The theme for President Obama's second inauguration will be "Faith in America's Future," Senator Charles Schumer, D-N.Y., announced today.

Schumer, the chair of the Joint Congressional Committee on Inaugural Ceremonies, said the theme was chosen to celebrate the United State's "perseverance and unity." It is also, perhaps, an implicit acknowledgement of the fact that Mr.

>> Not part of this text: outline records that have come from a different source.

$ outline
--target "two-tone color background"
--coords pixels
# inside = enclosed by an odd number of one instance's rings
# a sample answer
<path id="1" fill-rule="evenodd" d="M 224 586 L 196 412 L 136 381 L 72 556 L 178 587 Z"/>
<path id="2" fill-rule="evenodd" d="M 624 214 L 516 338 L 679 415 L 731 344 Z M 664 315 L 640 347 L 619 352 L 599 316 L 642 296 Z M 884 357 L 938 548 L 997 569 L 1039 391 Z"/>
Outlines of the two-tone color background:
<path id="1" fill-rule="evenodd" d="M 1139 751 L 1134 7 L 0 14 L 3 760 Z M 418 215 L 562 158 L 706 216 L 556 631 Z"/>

Obama's reelection took place against the backdrop of an economy that has yet to fully recover from the 2008 financial crisis.

The theme will also mark the 150th anniversary of the Statute of Freedom being placed on top of the partly constructed Capitol Dome in 1863, which the committee calls a transformation year.

A news release by the inaugural committee says the year 1863 is "one of the most fateful in our nation's history" because of the Civil War, the signing of the Emancipation Proclamation, Lincoln's Gettysburg Address, the transcontinental railroad and the first land grant college.

"Our nation has faced countless challenges throughout its history, and each time we have come together as Americans and moved forward with renewed strength," Schumer said in a statement.

The inaugural committee is made up of a bipartisan group of House and Senate leaders. It is responsible for planning and implementing the ceremonies to officially swear in the president.

Mr. Obama's second inauguration will be the 57th presidential inauguration. While the president will be officially sworn in on the constitutionally mandated date of January 20, that date falls on a Sunday, so the ceremony will take place on Monday, January 21.